Mlotha R, Waterhouse D, Dzinjalamala F, Ardrey A, Molyneux E, Davies G R, Ward S
Department of Paediatrics, Queen Elizabeth Central Hospital, Blantyre, Malawi.
Department of Molecular Parasitology, Liverpool School of Tropical Medicine, Liverpool, UK.
J Antimicrob Chemother. 2015;70(6):1798-803. doi: 10.1093/jac/dkv039. Epub 2015 Mar 10.
Current guidelines for dosing of anti-TB drugs in children advocate higher doses for rifampicin and isoniazid despite limited availability of paediatric data on the pharmacokinetics of these drugs, especially from Africa, where the burden of childhood disease remains high.
Thirty children aged 6 months to 15 years underwent intensive pharmacokinetic sampling for first-line anti-TB drugs at Queen Elizabeth Central Hospital, Blantyre, Malawi. Rifampicin, isoniazid, pyrazinamide and ethambutol were dosed at 10, 5, 25 and 20 mg/kg, respectively. Plasma drug concentrations were determined using sensitive, validated bioanalytical methods and summary pharmacokinetic parameters were estimated using non-compartmental analysis.

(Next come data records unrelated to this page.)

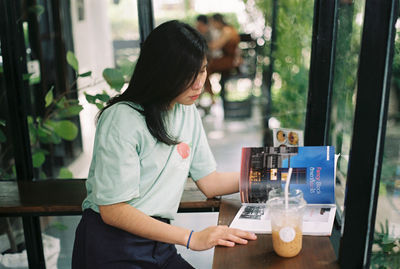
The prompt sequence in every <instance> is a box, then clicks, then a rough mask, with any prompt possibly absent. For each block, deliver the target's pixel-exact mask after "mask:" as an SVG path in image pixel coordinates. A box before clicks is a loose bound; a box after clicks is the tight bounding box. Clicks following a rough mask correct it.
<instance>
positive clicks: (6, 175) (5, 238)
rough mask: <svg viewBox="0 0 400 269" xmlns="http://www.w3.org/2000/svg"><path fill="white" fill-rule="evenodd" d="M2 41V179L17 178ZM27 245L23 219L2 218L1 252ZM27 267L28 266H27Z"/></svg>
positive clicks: (5, 266) (26, 262) (0, 137)
mask: <svg viewBox="0 0 400 269" xmlns="http://www.w3.org/2000/svg"><path fill="white" fill-rule="evenodd" d="M2 55H3V54H2V50H1V42H0V180H1V181H8V180H12V181H14V180H16V171H15V160H14V150H13V143H12V139H11V138H12V134H11V131H10V124H11V123H12V121H11V120H10V119H9V117H8V116H9V113H8V101H7V92H6V87H5V81H4V79H5V78H4V68H3V57H2ZM24 245H25V238H24V230H23V228H22V219H21V218H17V217H13V218H9V217H3V218H0V253H2V254H3V253H4V254H5V253H14V256H15V257H17V256H20V254H19V252H20V251H22V250H23V248H24ZM19 262H20V264H21V263H23V264H27V262H28V260H27V257H26V256H25V257H22V258H20V259H19ZM6 266H9V264H7V263H6V261H5V259H3V260H1V261H0V267H1V268H3V267H6ZM26 268H27V266H26Z"/></svg>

The median (IQR) Cmax was 2.90 (2.08-3.43), 3.37 (2.55-4.59), 34.60 (32.30-40.90) and 1.20 (0.85-1.68) mg/L while the median (IQR) AUC0-∞ was 16.92 (11.10-22.74), 11.48 (7.35-18.93), 333.50 (279.50-487.2) and 8.65 (5.96-11.47) mg·h/L for rifampicin, isoniazid, pyrazinamide and ethambutol, respectively. For all drugs, pharmacokinetic parameters relating to drug absorption and exposure were lower than those published for adults, though similar to existing paediatric data from sub-Saharan Africa. Weight and/or dose predicted at least one measure of exposure for all drugs. Age-related decreases in CL/F for rifampicin and pyrazinamide and a biphasic elimination pattern of isoniazid were observed. Predicted AUC0 -∞ for rifampicin dosed at 15 mg/kg was comparable to that of adults while the dose required to achieve ethambutol exposure similar to that in adults was 55 mg/kg or higher.
These data support recently revised WHO recommendations for dosing of anti-TB drugs in children, but dosing of ethambutol in children also appears inadequate by comparison with adult pharmacokinetic data.
尽管关于这些药物的药代动力学的儿科数据有限,尤其是来自儿童疾病负担仍然很高的非洲地区,但目前儿童抗结核药物给药指南提倡对利福平和平共处异烟肼采用更高剂量。
在马拉维布兰太尔的伊丽莎白女王中央医院,对30名年龄在6个月至15岁的儿童进行了一线抗结核药物的强化药代动力学采样。利福平、异烟肼、吡嗪酰胺和乙胺丁醇的给药剂量分别为10、5、25和20mg/kg。使用灵敏、经过验证的生物分析方法测定血浆药物浓度,并使用非房室分析估计药代动力学总结参数。
利福平、异烟肼、吡嗪酰胺和乙胺丁醇的Cmax中位数(IQR)分别为2.90(2.08 - 3.43)、3.37(2.55 - 4.59)、34.60(32.30 - 40.90)和1.20(0.85 - 1.68)mg/L,而AUC0-∞中位数(IQR)分别为16.92(11.10 - 22.74)、11.48(7.35 - 18.93)、333.50(279.50 - 487.2)和8.65(5.96 - 11.47)mg·h/L。对于所有药物,与药物吸收和暴露相关的药代动力学参数均低于已发表的成人数据,但与撒哈拉以南非洲现有的儿科数据相似。体重和/或剂量可预测所有药物的至少一种暴露指标。观察到利福平和吡嗪酰胺的CL/F随年龄降低以及异烟肼的双相消除模式。以15mg/kg给药的利福平预测AUC0 -∞与成人相当,而要使乙胺丁醇的暴露量与成人相似所需的剂量为≥55mg/kg。
这些数据支持世界卫生组织最近修订的儿童抗结核药物给药建议,但与成人药代动力学数据相比,儿童乙胺丁醇的给药似乎也不足。